The International Criminal Court came into being almost 8 years ago. It has jurisdiction to prosecute genocide, crimes against humanity, war crimes, and criminal aggression. Well, that is, it has jurisdiction to prosecute those crimes once they’ve been defined. And to date, they haven’t yet come up with a definition for “crimes of aggression.” Nor have they specified the conditions where the ICC could get involved in such crimes.
But maybe that’s about to change. Reuters reports that ICC delegates today have been busily “seeking to agree [on] a definition of state aggression, and how ICC investigations into the crime … could be triggered.” A rule is expected to be announced and adopted tomorrow.
The current draft appears to be a compromise that allows member countries to “opt out” by affirmatively stating that they don’t want the ICC to be able to investigate them for aggression. The idea is that this will make it harder to opt out, by forcing countries to announce that they don’t want to play by the grown-up, civilized rules. Any member country that doesn’t opt out, or its leaders, could otherwise get investigated.
The ICC is a creature of treaty, so it only affects countries that have signed and ratified the treaty (the Rome Statute of the International Criminal Court). So its jurisdiction is limited to countries in Western Europe, South and Central America, Canada, Australia & New Zealand, Japan, some sub-Saharan countries in Africa, Mongolia and Afghanistan.
Notice that this list does not include the U.S., Russia, China, India, Indonesia, Pakistan, or any country in the Middle East or North Africa. What does that tell you?
It tells you that the ICC’s jurisdiction over acts of aggression, whatever it is, will be limited to those countries least likely to commit such acts in the first place.
Western Europe really has nothing to lose here. Its culture is still reeling from the horror show of WWI and WWII that led to the formation of the United Nations in the first place. Involvement in the U.N., growing economic and political ties through the EEC-EC-EU, and the defense umbrella provided by the United States have all led to a culture that is increasingly unlikely to engage in any unwarranted aggression. Germany might get pissed at the unproductive Mediterranean countries and opt out of the EU, but it’s not going to annex the Sudetenland any time soon. And the remaining member states are either completely isolated and peaceable, or effectively without a military capability that would permit an act of aggression even if they wanted to.
So is this all really moot? Is there really any point to hammering out a definition of “crimes of aggression” that will only apply to countries either unable or unwilling to commit such crimes in the first place?

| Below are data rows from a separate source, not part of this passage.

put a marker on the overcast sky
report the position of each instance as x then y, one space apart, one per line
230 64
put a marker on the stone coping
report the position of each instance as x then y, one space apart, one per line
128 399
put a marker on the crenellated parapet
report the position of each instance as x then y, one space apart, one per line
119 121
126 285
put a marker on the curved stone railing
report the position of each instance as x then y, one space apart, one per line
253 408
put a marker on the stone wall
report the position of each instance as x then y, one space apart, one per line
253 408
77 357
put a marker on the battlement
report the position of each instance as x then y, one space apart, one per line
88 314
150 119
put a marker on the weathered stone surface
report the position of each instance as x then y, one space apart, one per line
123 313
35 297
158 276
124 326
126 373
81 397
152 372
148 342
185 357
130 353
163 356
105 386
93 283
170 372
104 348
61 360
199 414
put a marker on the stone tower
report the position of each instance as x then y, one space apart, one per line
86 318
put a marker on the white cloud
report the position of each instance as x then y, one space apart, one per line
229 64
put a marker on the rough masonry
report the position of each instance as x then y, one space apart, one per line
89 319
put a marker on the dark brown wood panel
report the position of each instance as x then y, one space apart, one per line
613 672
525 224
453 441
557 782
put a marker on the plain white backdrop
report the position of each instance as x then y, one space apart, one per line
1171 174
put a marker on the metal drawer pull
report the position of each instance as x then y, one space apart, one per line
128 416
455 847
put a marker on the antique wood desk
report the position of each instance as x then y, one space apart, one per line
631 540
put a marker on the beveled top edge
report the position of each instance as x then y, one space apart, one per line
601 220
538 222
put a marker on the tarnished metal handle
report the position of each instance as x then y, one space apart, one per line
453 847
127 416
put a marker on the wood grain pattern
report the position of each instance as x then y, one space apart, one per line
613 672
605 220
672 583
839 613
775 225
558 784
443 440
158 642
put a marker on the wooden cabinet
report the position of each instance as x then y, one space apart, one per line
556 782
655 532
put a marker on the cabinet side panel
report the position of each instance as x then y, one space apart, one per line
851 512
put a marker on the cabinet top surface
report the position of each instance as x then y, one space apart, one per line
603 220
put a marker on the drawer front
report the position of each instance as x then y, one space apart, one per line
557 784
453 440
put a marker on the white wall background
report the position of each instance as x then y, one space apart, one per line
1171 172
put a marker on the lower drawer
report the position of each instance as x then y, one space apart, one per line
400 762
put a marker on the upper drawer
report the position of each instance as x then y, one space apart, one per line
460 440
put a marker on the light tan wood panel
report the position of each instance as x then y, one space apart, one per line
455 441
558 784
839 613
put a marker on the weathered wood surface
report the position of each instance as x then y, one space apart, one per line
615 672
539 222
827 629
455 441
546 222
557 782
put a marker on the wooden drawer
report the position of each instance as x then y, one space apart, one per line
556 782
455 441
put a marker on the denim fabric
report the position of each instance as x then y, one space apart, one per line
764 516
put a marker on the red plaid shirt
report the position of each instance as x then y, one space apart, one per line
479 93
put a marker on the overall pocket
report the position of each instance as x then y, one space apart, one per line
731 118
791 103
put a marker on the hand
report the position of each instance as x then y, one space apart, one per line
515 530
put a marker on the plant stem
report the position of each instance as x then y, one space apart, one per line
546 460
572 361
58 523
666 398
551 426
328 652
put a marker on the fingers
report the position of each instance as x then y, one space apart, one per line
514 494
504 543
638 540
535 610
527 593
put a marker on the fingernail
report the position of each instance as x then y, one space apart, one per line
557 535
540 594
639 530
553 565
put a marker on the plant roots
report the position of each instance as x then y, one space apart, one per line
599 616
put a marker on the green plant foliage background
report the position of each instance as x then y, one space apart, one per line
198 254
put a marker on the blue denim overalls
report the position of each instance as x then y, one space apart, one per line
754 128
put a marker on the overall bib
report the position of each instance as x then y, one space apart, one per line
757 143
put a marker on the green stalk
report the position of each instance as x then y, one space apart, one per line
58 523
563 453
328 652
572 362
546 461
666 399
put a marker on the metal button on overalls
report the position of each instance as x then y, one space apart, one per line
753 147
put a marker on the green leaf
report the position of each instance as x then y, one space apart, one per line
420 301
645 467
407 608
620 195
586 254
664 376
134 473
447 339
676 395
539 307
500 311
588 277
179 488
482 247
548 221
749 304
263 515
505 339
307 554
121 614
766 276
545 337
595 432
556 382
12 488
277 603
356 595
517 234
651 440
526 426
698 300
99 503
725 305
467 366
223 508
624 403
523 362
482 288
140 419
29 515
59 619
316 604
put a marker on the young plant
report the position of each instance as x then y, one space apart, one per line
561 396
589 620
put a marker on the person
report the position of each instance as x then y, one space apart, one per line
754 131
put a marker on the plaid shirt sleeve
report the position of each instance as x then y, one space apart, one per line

The answer is No. It is critical.
This is a big step in the development of international law. Treaties and multinational agreements like this become precedent for how civilized nations are supposed to act. Merely by defining what counts as unlawful aggression will influence how future acts are perceived by the world community, whether or not the aggressor was an ICC member state at the time. It can become a general principal of international law, applicable to all.
In the whole history of mankind, it’s only recently that this has even been a concept — that one country attacking another could result in punitive action from uninvolved nations, simply as a matter of law. It’s written into the U.N. Charter, where the first paragraph of the first article says one of the purposes of the body is to suppress acts of aggression and other breaches of the peace, and which gives the Security Council the power to do something about it in Chapter VII. But before that, this was a pipe dream.
So the U.S. has signed, but not ratified, the Rome Statute. That doesn’t mean that, with the passage of time, the rule being hammered out today might not apply to us in the foreseeable future. If the standard becomes generally followed, and acts as a precedent for Security Council actions as well as ICC investigations, then it is quite likely that the rule would apply.
One might think that the U.S. would want to be a member of the ICC, if only to have a hand in writing the rules that would determine whether it could ever be considered an unlawful aggressor. But then again, there is a valid concern that any military action by the world’s superpower, no matter how legitimate, is going to be perceived by some as being unlawful. And Americans properly don’t want their country and their citizens subject to criminal penalties just because someone at The Hague got their nose out of joint.
If you ask us, we don’t think the definition of “crimes of aggression” ought to be that difficult. If a state — either through its military or through other agents (including terrorists it sponsors) — causes or facilitates an act of violence directed at the territory or inhabitants of another state, and it did so for a reason other than self defense, defense of a victim of unlawful aggression, or as part of an ongoing “hot” combat, then it’s a crime of aggression. It’s essentially the same stuff that the Security Council would be able to react to, if it felt so inclined.
And as to the conditions where the ICC ought to get involved? How about when either the Security Council refers the case to them, or when representatives from a simple majority of ICC member states decide that it’s more likely than not that a crime of aggression occurred. That should be sufficient to launch an investigation, which may or may not result in any prosecution.
Well, we’re very interested to see what the delegates announce tomorrow. Something tells us it won’t be anywhere near as clear-cut as this, though.